Furmanka z polskiego salonu, od początku czyli od 1999r ubiegłego wieku w jednych rękach i na czarnych blachach.
Autem powoził głównie mój ojciec, ale ze względu na ilość wiosen zaprzestał tego procederu i fura stoi w garażu. Był pomysł, żeby go zostawić, wyskoczyć na jakiegoś ,,Kaguta" czy coś, ale mi brakuje urlopu na wszystkie obecne hobby, a szkoda żeby auto stało, tym bardziej, że jest w niezłym stanie, wymienić olej, filtry i wio.
Stan jest naprawdę niezły, przeglądy przechodzi z marszu bez picowania, jak ostatnio powiedział diagnosta, lać i jeździć.
25-cio letnie autko ma oczywiście podobnie jak ludzie zmarszczki i blizny na ciele, jest wgniotka na prawym przednim błotniku, chyba łatwa do usunięcia, są jakieś zarysowania, ale nigdy nie było dzwona, nie wpadło pod pociąg, nie spadło ze schodów.
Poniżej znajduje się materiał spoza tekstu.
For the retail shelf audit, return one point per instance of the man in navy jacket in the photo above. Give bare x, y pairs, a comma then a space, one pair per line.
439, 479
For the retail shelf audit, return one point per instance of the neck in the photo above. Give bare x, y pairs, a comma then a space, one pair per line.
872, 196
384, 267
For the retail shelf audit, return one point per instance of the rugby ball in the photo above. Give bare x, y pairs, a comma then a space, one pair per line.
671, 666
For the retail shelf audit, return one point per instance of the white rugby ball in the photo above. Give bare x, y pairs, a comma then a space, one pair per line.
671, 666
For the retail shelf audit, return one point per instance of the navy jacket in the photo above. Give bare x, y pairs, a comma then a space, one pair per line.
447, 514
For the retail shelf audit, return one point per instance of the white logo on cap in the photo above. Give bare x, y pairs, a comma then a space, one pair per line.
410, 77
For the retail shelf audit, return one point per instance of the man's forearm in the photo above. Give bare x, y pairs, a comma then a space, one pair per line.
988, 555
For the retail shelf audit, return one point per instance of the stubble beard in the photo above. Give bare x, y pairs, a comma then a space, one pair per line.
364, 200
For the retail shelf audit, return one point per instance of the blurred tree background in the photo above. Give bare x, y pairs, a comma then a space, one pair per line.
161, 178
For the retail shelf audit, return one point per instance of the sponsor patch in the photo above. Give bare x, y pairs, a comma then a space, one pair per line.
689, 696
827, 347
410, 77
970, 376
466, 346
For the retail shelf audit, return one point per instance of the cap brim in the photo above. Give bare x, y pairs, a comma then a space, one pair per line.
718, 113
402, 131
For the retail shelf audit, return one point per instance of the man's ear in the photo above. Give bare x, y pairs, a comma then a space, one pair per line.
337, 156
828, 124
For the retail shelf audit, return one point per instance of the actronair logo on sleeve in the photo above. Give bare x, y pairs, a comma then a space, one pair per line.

Ruda też nie chrupie, próbowała, ale zdaje się ciężko jej idzie, na klapie bagażnika trochę poharcowała, bo był niewykryty w porę wyciek z wężyka spryskiwacza. Na krawędzi tylnych błotników też coś tam próbuje, ale zdaje się nie zaszła daleko. O, opony, tak opony raczej bym zmienił, mają już kilka lat, zarówno letnie jak zimowe, bo są takie i takie jedne na stalówkach, drugie na alusach. Aha jeszcze jedna niedoskonałość boczna przednia szyba od strony pasażera uległa kilkanaście lat temu amatorowi cudzej własności i jest założony zamiennik. Nie jeździłem Ibizką na codzień i nie wiem czy to normalne dla niej, czy coś się dzieje, ale moim zdaniem jest szum którego być nie powinna w momencie przyspieszania lub hamowania silnikiem, nie wiem, może łożysko oporowe.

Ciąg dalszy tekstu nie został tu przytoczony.